Department of Environmental Health, Rollins School of Public Health, Emory University, Atlanta, GA 30322, USA.
Department of Biostatistics and Bioinformatics, Rollins School of Public Health, Emory University, Atlanta, GA 30322, USA.
Environ Int. 2018 Dec;121(Pt 1):550-560. doi: 10.1016/j.envint.2018.09.051. Epub 2018 Oct 6.
Exposure to fine particulate matter (PM) has been associated with a wide range of negative health outcomes. The overwhelming majority of the epidemiological studies that helped establish such associations was conducted in regions with sufficient ground observations and other supporting data, i.e., the data-rich regions. However, air pollution health effects research in the data-poor regions, where pollution levels are often the highest, is still very limited due to the lack of high-quality exposure estimates. To improve our understanding of the desired input datasets for the application of satellite-based PM exposure models in data-poor areas, we applied a Bayesian ensemble model in the southeast U.S. that was selected as a representative data-rich region. We designed four groups of sensitivity tests to simulate various data-poor scenarios. The factors considered that would influence the model performance included the temporal sampling frequency of the monitors, the number of ground monitors, the accuracy of the chemical transport model simulation of PM concentrations, and different combinations of the additional predictors. While our full model achieved a 10-fold cross-validated (CV) R of 0.82, we found that when reducing the sampling frequency from the current 1-in-3 day to 1-in-9 day, the CV R decreased to 0.58, and the predictions could not capture the daily variations of PM. Half of the current stations (i.e., 30 monitors) could still support a robust model with a CV R of 0.79. With 20 monitors, the CV R decreased from 0.71 to 0.55 when 100% additional random errors were added to the original CMAQ simulations. However, with a sufficient number of ground monitors (e.g., 30 monitors), our Bayesian ensemble model had the ability to tolerate CMAQ errors with only a slight decrease in CV R (from 0.79 to 0.75). With fewer than 15 monitors, our full model collapsed and failed to fit any covariates, while the models with only time-varying variables could still converge even with only five monitors left. A model without the land use parameters lacked fine spatial details in the prediction maps, but could still capture the daily variability of PM (CV R ≥ 0.67) and might support a study of the acute health effects of PM exposure.
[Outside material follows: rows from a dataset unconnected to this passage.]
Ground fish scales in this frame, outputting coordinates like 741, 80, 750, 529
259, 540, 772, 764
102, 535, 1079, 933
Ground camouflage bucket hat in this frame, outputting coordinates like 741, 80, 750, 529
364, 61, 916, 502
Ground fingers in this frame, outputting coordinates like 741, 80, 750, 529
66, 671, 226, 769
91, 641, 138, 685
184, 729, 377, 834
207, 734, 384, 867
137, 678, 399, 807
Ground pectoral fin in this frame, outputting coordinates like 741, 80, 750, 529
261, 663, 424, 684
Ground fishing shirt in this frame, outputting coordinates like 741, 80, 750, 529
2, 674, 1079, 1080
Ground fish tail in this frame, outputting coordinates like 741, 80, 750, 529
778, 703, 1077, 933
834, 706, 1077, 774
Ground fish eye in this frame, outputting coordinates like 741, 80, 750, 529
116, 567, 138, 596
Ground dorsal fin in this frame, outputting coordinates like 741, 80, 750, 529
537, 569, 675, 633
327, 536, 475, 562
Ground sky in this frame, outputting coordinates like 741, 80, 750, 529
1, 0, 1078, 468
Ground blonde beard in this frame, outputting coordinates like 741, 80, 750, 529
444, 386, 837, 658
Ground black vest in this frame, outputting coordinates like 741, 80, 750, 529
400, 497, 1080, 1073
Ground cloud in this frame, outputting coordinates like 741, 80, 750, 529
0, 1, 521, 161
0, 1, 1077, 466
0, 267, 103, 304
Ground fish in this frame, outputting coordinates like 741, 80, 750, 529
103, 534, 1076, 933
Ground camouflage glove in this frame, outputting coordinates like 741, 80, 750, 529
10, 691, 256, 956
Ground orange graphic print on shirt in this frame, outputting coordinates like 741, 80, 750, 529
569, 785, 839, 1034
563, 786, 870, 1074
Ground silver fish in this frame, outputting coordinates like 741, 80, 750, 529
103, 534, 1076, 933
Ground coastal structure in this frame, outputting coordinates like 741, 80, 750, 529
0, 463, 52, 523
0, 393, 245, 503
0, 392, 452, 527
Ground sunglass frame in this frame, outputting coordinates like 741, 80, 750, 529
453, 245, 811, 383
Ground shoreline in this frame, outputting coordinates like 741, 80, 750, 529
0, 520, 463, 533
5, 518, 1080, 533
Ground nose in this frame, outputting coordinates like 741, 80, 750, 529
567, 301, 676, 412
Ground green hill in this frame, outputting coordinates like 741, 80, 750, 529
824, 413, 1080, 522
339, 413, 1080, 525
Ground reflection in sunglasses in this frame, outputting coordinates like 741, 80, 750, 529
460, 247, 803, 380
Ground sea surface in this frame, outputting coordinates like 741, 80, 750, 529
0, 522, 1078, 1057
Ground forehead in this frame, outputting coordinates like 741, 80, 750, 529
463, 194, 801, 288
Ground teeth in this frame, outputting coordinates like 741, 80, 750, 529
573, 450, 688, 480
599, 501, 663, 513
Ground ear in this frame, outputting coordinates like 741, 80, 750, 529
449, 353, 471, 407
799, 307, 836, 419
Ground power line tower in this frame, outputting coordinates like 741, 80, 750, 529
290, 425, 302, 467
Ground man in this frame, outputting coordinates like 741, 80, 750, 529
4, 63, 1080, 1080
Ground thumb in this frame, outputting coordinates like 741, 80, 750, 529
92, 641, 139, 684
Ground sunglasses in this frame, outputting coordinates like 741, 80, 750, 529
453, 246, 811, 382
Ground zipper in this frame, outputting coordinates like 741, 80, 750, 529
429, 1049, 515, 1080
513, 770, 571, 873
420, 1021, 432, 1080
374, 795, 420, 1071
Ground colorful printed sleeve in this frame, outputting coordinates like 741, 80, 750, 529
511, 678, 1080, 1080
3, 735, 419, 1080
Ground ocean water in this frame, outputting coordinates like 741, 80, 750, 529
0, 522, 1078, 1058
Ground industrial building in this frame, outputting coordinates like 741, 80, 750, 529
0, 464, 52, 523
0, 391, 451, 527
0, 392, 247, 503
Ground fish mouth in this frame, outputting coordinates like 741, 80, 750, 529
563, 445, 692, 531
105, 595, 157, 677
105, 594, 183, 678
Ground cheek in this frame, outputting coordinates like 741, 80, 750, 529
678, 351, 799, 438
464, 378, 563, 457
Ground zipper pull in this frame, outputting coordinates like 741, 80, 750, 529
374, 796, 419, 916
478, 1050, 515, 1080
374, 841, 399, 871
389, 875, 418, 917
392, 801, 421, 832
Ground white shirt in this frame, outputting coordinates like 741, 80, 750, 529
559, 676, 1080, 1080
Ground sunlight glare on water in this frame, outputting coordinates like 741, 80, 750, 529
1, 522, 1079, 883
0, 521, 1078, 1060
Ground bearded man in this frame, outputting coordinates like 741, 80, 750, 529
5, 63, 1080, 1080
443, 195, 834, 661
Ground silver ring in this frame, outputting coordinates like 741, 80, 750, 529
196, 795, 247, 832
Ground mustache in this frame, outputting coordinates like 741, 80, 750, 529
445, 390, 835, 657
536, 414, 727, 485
细颗粒物(PM)暴露与广泛的负面健康后果有关。绝大多数有助于确定这些关联的流行病学研究都是在地面观测和其他支持数据充足的地区进行的,即数据丰富的地区。然而,由于缺乏高质量的暴露估计值,空气污染健康影响研究在污染水平通常最高的数据匮乏地区仍然非常有限。为了更好地了解在数据匮乏地区应用卫星 PM 暴露模型所需的输入数据集,我们在美国东南部应用了一个贝叶斯集成模型,该模型被选为具有代表性的数据丰富地区。我们设计了四组敏感性测试来模拟各种数据匮乏的情况。考虑到会影响模型性能的因素包括监测器的时间采样频率、地面监测器的数量、PM 浓度化学传输模型模拟的准确性以及额外预测因子的不同组合。虽然我们的全模型在 10 倍交叉验证(CV)中的 R 值达到了 0.82,但我们发现,当将采样频率从目前的 1 天 3 次减少到 1 天 9 次时,CV R 下降到 0.58,并且预测无法捕捉 PM 的日变化。当前站点的一半(即 30 个监测器)仍然可以支持一个稳健的模型,CV R 为 0.79。当将 100%的额外随机误差添加到原始 CMAQ 模拟中时,使用 20 个监测器,CV R 从 0.71 下降到 0.55。然而,使用足够数量的地面监测器(例如 30 个监测器),我们的贝叶斯集成模型有能力容忍 CMAQ 错误,而 CV R 仅略有下降(从 0.79 降至 0.75)。当监测器少于 15 个时,我们的全模型崩溃,无法拟合任何协变量,而仅包含时变变量的模型即使只剩下 5 个监测器也仍能收敛。没有土地利用参数的模型在预测图中缺乏精细的空间细节,但仍能捕捉 PM 的日变化(CV R≥0.67),并且可能支持 PM 暴露急性健康影响的研究。